Al llegar al lugar soltó el nudo que sujetaba el cubo y éste al caer quebró la
capa de hielo que cubría el fondo del pozo. Lentamente comenzó a izarlo
expulsado vapor por la boca debido al frió. Cuando alcanzó la superficie lo
apoyó sobre el borde de piedra y al ir a traspasar el agua de cubo dió un
alarido cayéndole el agua encima del pobre Lolo, que jamás se recuperaría de aquel baño helado. Volvió a repetir la
operación y otra vez aparecía aquella imagen sobre el agua, el de una
mujer elegantemente vestida, peinada con esmero y maquillada como una actriz.

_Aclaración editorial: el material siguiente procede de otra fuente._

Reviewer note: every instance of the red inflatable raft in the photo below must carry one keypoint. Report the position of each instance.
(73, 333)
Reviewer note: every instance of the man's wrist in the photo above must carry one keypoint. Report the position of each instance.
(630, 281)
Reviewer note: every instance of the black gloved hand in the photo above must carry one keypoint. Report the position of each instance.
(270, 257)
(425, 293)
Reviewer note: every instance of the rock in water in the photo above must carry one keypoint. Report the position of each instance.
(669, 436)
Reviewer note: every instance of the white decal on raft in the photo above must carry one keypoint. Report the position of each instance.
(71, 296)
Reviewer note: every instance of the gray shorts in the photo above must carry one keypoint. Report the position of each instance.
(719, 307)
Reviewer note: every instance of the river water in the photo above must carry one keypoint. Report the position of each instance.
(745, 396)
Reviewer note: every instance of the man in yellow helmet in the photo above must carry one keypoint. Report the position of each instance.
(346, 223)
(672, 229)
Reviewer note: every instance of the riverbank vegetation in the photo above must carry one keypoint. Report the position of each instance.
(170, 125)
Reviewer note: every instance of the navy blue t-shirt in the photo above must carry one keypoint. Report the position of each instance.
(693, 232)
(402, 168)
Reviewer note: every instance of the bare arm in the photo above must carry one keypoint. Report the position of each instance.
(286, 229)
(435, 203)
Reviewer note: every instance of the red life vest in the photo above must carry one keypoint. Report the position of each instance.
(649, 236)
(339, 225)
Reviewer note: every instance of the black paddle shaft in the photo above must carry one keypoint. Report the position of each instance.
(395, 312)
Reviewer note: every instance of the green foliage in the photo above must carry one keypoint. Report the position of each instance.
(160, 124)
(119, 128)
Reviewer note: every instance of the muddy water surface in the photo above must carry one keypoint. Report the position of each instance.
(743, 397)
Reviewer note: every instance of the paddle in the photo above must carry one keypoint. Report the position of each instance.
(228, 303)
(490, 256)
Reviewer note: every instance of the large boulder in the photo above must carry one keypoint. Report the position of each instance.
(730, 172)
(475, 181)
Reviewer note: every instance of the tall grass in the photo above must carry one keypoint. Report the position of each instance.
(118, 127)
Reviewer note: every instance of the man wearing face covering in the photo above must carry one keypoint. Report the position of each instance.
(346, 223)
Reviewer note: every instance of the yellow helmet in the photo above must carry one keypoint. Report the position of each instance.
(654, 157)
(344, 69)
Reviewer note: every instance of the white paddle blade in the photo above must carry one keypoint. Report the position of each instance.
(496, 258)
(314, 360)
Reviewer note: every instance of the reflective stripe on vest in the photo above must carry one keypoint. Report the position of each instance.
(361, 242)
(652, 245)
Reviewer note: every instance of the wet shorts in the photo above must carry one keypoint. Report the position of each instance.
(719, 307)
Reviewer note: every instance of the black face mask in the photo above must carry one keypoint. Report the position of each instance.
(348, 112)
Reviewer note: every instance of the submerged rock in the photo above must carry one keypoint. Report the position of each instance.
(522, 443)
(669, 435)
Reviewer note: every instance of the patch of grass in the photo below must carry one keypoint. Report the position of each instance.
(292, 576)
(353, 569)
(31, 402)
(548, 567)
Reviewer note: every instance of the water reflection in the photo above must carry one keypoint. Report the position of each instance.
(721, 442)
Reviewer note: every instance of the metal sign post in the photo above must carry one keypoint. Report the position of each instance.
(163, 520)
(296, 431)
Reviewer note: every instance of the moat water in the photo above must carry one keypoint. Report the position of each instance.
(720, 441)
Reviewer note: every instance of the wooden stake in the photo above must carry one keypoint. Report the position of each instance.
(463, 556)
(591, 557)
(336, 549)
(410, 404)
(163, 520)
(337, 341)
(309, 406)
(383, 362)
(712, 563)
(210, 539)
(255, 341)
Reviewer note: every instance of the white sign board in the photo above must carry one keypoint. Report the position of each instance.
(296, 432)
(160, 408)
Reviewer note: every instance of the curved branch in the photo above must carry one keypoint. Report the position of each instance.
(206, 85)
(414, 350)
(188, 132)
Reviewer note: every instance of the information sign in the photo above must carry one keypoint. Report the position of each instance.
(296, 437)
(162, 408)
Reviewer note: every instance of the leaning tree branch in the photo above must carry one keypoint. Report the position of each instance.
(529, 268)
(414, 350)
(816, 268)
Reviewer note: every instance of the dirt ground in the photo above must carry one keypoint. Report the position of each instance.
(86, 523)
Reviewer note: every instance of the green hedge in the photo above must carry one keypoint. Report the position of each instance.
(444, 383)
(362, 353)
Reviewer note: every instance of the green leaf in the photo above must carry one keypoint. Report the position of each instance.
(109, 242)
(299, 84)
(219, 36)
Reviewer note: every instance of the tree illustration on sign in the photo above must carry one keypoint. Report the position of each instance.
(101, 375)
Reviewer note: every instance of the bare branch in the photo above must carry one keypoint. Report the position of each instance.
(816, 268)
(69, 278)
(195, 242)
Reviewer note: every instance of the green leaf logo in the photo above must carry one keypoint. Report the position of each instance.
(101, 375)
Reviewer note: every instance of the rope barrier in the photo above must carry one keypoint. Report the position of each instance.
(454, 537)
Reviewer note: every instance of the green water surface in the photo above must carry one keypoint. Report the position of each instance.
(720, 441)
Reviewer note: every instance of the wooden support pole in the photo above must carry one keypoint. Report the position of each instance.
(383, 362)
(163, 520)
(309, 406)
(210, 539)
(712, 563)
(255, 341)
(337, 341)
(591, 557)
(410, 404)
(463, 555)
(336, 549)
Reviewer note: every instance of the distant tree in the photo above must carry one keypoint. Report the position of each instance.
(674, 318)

Su cara le era familiar, era ella misma. El destino por fin le había
favorecido.
Últimamente
a pesar de su soledad era feliz, comía y dormía cuando quería, no tenía que aguantar
al déspota de su marido y quizás podría marcharse de aquel lugar. El fin del
silencio agobiante en las noches de penumbra con la única compañía de la foto
colgada de la pared de sus padres mientras oía
“Mi niña” en la voz de su padre, quizás estaba cerca. La última vez que
Jacinto subió al pueblo estuvo mucho rato hablando con ella, le dijo que por
todos esos tarros de crema de manos que estuvo comprando durante tantos años,
la casa fabricante le había regalado a él, un fin de semana pagado en un gran
hotel, de esos que hay un hombre uniformado en la puerta y que había decidido regalárselo
a ella. También le dijo que a la vuelta tenían que hablar de ellos pues ambos
estaban solos, eran mayores y podrían juntar sus vidas. Irían a ver a D.

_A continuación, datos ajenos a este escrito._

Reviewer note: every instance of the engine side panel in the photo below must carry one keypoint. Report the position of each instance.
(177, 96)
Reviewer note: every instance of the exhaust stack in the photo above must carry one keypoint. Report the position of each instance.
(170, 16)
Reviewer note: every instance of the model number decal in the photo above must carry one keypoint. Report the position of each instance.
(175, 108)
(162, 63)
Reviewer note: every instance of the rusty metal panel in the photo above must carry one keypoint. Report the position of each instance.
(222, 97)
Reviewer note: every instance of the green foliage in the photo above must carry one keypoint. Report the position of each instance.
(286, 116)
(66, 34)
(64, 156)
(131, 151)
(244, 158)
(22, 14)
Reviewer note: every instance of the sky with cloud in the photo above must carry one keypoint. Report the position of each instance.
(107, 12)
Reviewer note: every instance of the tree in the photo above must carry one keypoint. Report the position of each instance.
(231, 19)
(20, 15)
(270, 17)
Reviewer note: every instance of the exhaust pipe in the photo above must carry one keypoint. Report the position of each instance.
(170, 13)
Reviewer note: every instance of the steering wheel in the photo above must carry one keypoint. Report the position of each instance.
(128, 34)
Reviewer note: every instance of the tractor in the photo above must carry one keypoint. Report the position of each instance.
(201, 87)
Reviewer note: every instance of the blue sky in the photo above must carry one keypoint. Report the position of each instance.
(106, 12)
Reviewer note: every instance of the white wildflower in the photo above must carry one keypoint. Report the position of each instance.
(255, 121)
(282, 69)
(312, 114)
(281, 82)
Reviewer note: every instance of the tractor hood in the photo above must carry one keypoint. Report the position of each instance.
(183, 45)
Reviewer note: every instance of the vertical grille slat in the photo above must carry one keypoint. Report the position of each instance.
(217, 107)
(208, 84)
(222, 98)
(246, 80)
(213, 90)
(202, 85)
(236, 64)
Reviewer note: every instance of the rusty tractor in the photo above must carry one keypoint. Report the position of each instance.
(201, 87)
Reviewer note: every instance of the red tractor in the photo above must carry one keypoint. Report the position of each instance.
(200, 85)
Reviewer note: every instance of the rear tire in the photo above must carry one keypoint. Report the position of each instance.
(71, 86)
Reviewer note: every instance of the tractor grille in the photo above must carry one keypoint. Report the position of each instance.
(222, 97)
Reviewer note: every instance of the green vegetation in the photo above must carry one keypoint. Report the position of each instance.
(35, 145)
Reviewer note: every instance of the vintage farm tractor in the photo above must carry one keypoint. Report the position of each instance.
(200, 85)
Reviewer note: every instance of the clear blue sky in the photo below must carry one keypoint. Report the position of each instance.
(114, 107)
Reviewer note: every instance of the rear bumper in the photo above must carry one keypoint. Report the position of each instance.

Nicanor para venderles las tierras, recogerían sus pocas pertenencias y se
marcharían a vivir a la capital. Seria la segunda vez que le pedía ir a la ciudad pues hacía unos meses fueron
los dos acompañados de D. Cipriano el cura para ver al médico. Eran
las once de la mañana, la hora en que Jacinto había quedado en subir a por
ella. Peregrina vestida con sus mejores galas se frotaba las manos con su crema
preferida mientras esperaba a la puerta de su caserón.
-
Lolo no te
manches ahora que estás limpio que a donde vamos solo van los perros de las
señoras ricas y educadas, no hables con ninguno de ellos no vaya a ser que
descubran que eres un perro de pueblo.
A
lo lejos el brillo metálico de un coche
que no era la furgoneta de
Jacinto la deslumbro. El coche al poco se detuvo frente a ella.
-
“Buenos días Peregrina”
¿Preparada para viajar? Le saludó D.
Cipriano.
-
¿Quién es el
que conduce? ¡Este coche no es el tuyo! – Preguntó ella.
-
“Es del Hotel
que vienen a recogerte”. El chófer cargó la
maleta de Peregrina en el maletero.
- ¿Y con el perro
que hacemos? –dijo el hombre.
-
– El perro se
viene Jacinto – dijo ella.
-
Pero Peregrina en esos hoteles de lujo no
permiten animales, mira ¿ si quieres se lo queda D. Cipriano en la parroquia
hasta que vuelvas?
-
– Ni hablar Lolo se viene conmigo ya he
hablado con él y le he dicho que se porte bien.
-
– Déjelo
Jacinto que se lo lleve y cuando lleguemos allí, ya veremos que hacemos con el animal,
se me parte el alma. Pobre mujer la
conozco desde hace años y tener que engañarla de esta manera. – Dijo el cura en
voz baja.
---
Lo sé D. Cipriano pero acuérdese de lo que dijo el médico, que cuanto más tiempo estuviera
sola, más peligro corre de que le suceda
algo malo y de lo que nos estaríamos arrepintiendo siempre. Allí estará bien
atendida gracias a sus contactos padre.
-
Sres. Nos vamos
que nos quedan tres horas de camino y tenemos que llegar a la residencia antes
de las cinco de la tarde. Dijo el chófer.
-
¡ Residencia
no, hombre ¡ Hotel de la Reina , se llama ¡.
Al
oír ese nombre Peregrina apoyó su cabeza en el respaldo y cerró sus ojos mientras inspiraba el aroma de sus manos impregnadas de crema y escuchó claramente como su padre decía " Mi niña". Ya no hacía falta ni siquiera llegar a ese hotel de lujo. Por fin salía del pueblo como él había deseado siempre.